Çantamdaki kalemliğimi çıkarttıktan sonra Gülay'a döndüm. Canım benim...

"Cancağızım..."

Omzuma başını koyduğunda gülümsedim.

"Bugünden sonra okula gelmeyeceksin de mi?"

Gözlerimin dolmasıyla dudağımı aralayacağım vakit Melek'in sesiyle duraksadım.

"Gülay, aynı şehirdeyiz farkındaysan. Niye öyle konuşuyorsun. Meryem..."

Koşar adım yanıma gelip koluma sarılmasıyla sesini duydum. Ama...

"Meryem ne zaman buluşuruz?"

Gözlerimi kırpıştırdıktan sonra kocaman gülümsedim.

"En kısa zamanda inşallah..."

Aklıma gelenle duraksadım.

"Seda nerde?"

"Oh bensiz keyif..."

Elindeki çaylarla sınıfa giren Seda'ya içten gülümsedim. Birkaç adımda yanımıza geldi. Elindeki tepsiyi sıraya bıraktığında dudağımı araladım.

"Kantindeydin demek..."

Omuz silkip konuştu.

"Sen çayı seversin. Yani çayı severiz. Hadi sınavdan önce içelim. Dinç olalım de mi ama..."

Kızlar çaylarını aldığında tepside kalan son çayı da ben aldım. Allahım sana şükürler olsun...

Çaylarımızı yudumlarken Gülay'ın sesiyle ona döndüm.

"Evlilik nasıl gidiyor?"

Çayı dudaklarımdan uzaklaştırıp konuştum.

"Çok güzel. Çok mutluyum..."

"Yaa..."

Melek'in imalı çıkan sesiyle yanaklarımın yandığını hissettim.

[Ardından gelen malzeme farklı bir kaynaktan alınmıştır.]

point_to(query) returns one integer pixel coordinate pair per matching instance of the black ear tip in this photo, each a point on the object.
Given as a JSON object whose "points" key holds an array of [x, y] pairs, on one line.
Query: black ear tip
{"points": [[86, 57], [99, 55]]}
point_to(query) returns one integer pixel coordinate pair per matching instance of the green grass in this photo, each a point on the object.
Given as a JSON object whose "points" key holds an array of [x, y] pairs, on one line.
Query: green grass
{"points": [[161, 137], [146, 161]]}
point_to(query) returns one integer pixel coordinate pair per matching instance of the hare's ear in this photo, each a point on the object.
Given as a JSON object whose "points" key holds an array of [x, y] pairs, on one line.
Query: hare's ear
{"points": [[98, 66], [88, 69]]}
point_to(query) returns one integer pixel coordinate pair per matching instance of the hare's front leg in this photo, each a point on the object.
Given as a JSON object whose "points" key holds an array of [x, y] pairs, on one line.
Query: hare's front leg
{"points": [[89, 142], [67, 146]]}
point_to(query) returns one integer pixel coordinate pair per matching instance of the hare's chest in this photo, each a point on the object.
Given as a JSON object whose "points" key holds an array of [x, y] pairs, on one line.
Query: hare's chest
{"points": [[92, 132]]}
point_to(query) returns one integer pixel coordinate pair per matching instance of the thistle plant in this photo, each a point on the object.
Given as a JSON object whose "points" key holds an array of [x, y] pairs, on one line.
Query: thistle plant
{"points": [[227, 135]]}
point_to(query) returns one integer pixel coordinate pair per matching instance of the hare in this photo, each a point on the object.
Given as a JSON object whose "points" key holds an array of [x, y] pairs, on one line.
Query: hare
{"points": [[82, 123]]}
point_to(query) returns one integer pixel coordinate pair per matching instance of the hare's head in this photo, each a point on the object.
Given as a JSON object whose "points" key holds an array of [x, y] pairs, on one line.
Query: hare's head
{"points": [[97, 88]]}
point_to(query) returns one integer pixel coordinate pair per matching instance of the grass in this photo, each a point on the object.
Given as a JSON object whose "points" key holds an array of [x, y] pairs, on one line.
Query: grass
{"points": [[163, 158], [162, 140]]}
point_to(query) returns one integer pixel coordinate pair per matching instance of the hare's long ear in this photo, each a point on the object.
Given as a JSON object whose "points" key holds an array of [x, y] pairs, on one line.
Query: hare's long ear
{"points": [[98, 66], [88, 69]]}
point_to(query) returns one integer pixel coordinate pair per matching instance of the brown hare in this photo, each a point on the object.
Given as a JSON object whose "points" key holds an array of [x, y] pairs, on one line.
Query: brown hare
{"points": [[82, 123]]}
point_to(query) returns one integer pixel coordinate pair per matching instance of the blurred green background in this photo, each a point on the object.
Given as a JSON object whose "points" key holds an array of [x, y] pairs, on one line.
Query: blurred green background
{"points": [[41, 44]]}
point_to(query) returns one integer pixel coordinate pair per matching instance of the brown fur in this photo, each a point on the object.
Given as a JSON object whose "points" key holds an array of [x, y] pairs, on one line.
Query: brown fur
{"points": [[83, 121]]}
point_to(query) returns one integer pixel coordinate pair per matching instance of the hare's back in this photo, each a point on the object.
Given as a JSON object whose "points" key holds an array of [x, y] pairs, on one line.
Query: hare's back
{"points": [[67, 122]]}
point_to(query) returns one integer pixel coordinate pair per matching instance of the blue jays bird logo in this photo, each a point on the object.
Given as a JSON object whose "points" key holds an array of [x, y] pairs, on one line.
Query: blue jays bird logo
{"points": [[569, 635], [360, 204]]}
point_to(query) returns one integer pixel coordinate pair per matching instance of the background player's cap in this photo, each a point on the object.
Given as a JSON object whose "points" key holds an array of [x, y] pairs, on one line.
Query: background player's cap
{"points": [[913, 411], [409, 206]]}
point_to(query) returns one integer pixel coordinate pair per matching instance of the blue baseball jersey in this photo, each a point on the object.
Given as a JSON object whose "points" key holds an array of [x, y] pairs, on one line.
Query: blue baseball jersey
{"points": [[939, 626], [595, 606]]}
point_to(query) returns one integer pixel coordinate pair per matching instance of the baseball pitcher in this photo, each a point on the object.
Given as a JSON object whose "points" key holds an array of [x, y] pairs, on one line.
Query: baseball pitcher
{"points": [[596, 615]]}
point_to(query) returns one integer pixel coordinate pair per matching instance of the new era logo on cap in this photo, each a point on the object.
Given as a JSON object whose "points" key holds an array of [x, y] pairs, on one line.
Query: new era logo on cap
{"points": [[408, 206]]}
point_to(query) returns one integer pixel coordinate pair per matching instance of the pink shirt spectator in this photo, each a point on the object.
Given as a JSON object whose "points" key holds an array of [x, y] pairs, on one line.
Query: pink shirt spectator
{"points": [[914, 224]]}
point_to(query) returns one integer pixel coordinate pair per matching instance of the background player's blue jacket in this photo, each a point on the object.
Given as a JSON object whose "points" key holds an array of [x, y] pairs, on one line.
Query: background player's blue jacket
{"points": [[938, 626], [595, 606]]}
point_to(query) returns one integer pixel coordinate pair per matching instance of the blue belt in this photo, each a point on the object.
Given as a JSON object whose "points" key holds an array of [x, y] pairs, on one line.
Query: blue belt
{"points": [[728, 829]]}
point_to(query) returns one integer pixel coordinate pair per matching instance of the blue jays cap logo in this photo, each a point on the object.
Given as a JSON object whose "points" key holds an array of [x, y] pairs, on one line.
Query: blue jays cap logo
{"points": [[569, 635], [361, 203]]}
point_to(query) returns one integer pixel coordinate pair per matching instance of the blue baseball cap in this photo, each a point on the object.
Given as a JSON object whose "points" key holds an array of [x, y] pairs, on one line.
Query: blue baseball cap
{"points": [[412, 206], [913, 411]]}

"Çok yakışıyorsunuz yaa..."

Gülay'ın konuşmasına içten gülümsedim.

"Yiğit, okulun ilk... evet evet ilk gününden beri peşindeydi. Şimdi daha iyi anlıyorum sebebini..."

Seda bastırarak konuşmuştu. Bu hâline anlam veremezken duraksadım. Devam etti.

"Gözü senden başkasını görmüyordu zaten..."

Kulağıma dolan sesle arkamı döndüm. Suna hızla sırasından kalkıp kapıya doğru ilerledi. Aklıma gelenle kızlara döndüm. Umursamaz hâlde çaylarını yudumluyorlardı.

"Kızlar..."

Aynı anda son yudumlarını da içtikten sonra Seda bana döndü.

"Birazdan zil çalar. Sende bitir de çöpe atayım..."

Başımı sallayıp son yudumu içmemin ardından kağıt bardağı tepsiye bıraktım.

"Teşekkür ederim..."

Başını sallayıp kızlara küçük bir bakış attıktan sonra kapıya doğru ilerledi.

"Kızlar ben gereken cevabı verdim ona zaten. İçindeki kini alevlendirmeye gerek yok-"

"Afedersin Cancağızım ama bakışları... Neyse..."

"Gereken cevabı verdim ona Gülay. Kendi kendine tavır alıyor. Ben Yiğit'in eşiyim. Anlamak istemeyen kendi bilir. Sonuç değişmeyecek..."

Zilin çalmasıyla sınıf dolmaya başlamıştı. Ellerimde hissettiğim baskıyla yanlarıma döndüm. Kızlar gülümseyerek bana bakıyorlardı. Bu hâllerine içtenlikle gülümsedim.